Trade candidates for Mets, GM Billy Eppler to consider before 2023 MLB trade deadline

Memorial Day marks the unofficial date when baseball fans can start checking the standings. The Mets survived a bumpy few weeks and have sparked a winning streak, reeling off five straight against the Tampa Bay Rays and the Cleveland Guardians. They head into a six-game road trip with a chance to make up more ground against the Chicago Cubs and the Colorado Rockies.

However, the Mets have played 48 games and only three times has a pitcher gotten through seven innings. Justin Verlander has done it twice, throwing eight innings Sunday against the Guardians to give the bullpen a much-needed reprieve before a day off. The team’s most pressing issue is starting pitching, with the club having burned through all of the depth way back in April and a staff that routinely fails to go deep into games.

Mets starters have posted a 5.09 ERA, which ranks 25th in the league. The 238 and 2/3 innings pitched is the 10th fewest in baseball. The bullpen has had to pick up a lot of work and it has proven costly at times.

Right-handers David Peterson and Tylor Megill, two depth starters who were so crucial for the Mets in 2022, have struggled. Right-hander Carlos Carrasco has been injured at times and sometimes ineffective. Left-hander Jose Quintana is working his way back from bone graft surgery but the Mets aren’t ready to put a firm timeline on a return given the nature of the injury and the procedure.

The Mets are going to have to make a trade. It’s not what they wanted when they entered the season, but they don’t have any starters in Triple-A who are ready to contribute regularly at the big league level. The club has been conscious of keeping its top prospects in order to build that element of sustainability they desire, but general manager Billy Eppler has a tough task on his hands this summer. He’ll have to balance the desire to win this season with the desire to win in the future.

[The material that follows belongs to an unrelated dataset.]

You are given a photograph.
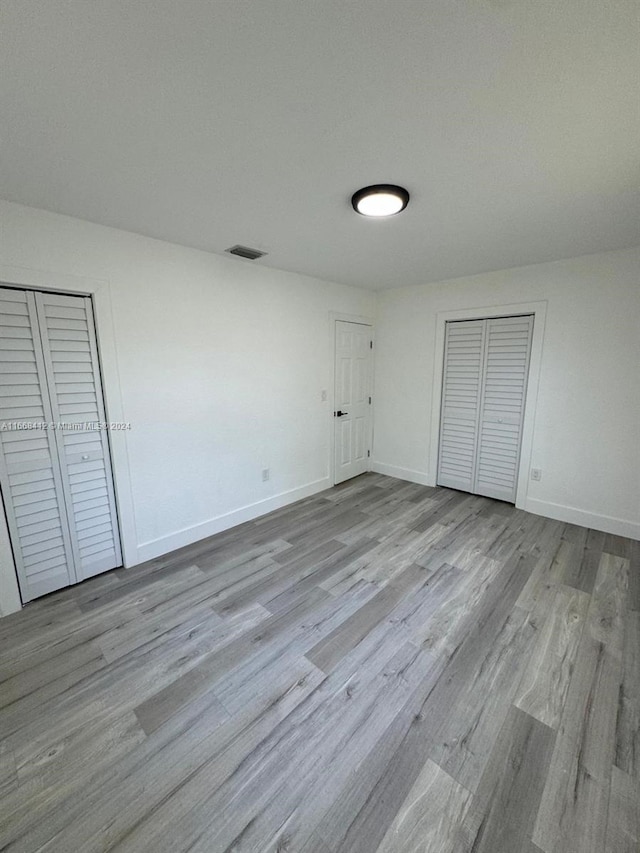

Starting pitching might not come cheap, but there are options out there for upgrades. The Mets should also look to add a bat at the deadline too but that’s a story for another day. For now, here’s an early look at some starting pitching candidates:


The White Sox might be looking at a restart of sorts and if that’s the case, they should look to shop their ace. Giolito was an All-Star in 2019 and finished in the top 10 in Cy Young voting twice and 11th once. The 28-year-old Los Angeles area native would be a rental with his contract expiring after this season, and he may not be cheap, but adding another ace to the staff down the stretch might be worth it. The right-hander has showcased great control this season by walking less than two batters per nine innings (1.81) and it’s worthing noting since the Mets’ staff as a whole has the fifth-highest walk rate in baseball (3.78).


Cease has also suffered from some early season struggles and the Mets probably don’t need another pitcher with control issues, but Cease is only 27 and has two years of arbitration remaining. This might make a trade more palatable.


When the Mets were blanked by Rodriguez through eight innings in Detroit a few weeks ago, it was tough not to watch that game and think, “This team could use a guy like him.” Rodriguez is 4-3 with a 2.06 ERA for the Tigers this season. It’s the best the left-hander has looked since he was in Boston. He’s signed through 2026, but he can opt out of his contract following the season. If he plans to opt out, the Tigers would likely look to move him by Aug. 1. He’s probably the club’s biggest trade chip since Verlander. If he doesn’t opt out, the 30-year-old would have three years and $49 million remaining on his deal.


In the matchup of Justin vs. Bieber, Verlander prevailed Sunday night at Citi Field. But the two dueled for eight innings and the 27-year-old former Cy Young Award winner was as advertised. Bieber has two years on his contract and Cleveland doesn’t typically hand out large deals, so the club would be wise to listen to offers. Of course, they don’t have to trade him. They could get back into the race and try to win a meager division. But if not, what they do with him would be a storyline to watch in July.


He’s 39 and his fastball velocity is well below what it used to be, but he can still get outs. Relying on a trio of pitchers on the wrong side of 30 might not be the smartest play, especially given that relievers David Robertson and Adam Ottavino are getting up there as well, but it could be a low-risk depth move. Greinke could always decide to retire a Royal and stay loyal to the team that drafted him, but a rebuilding club probably has to listen to offers.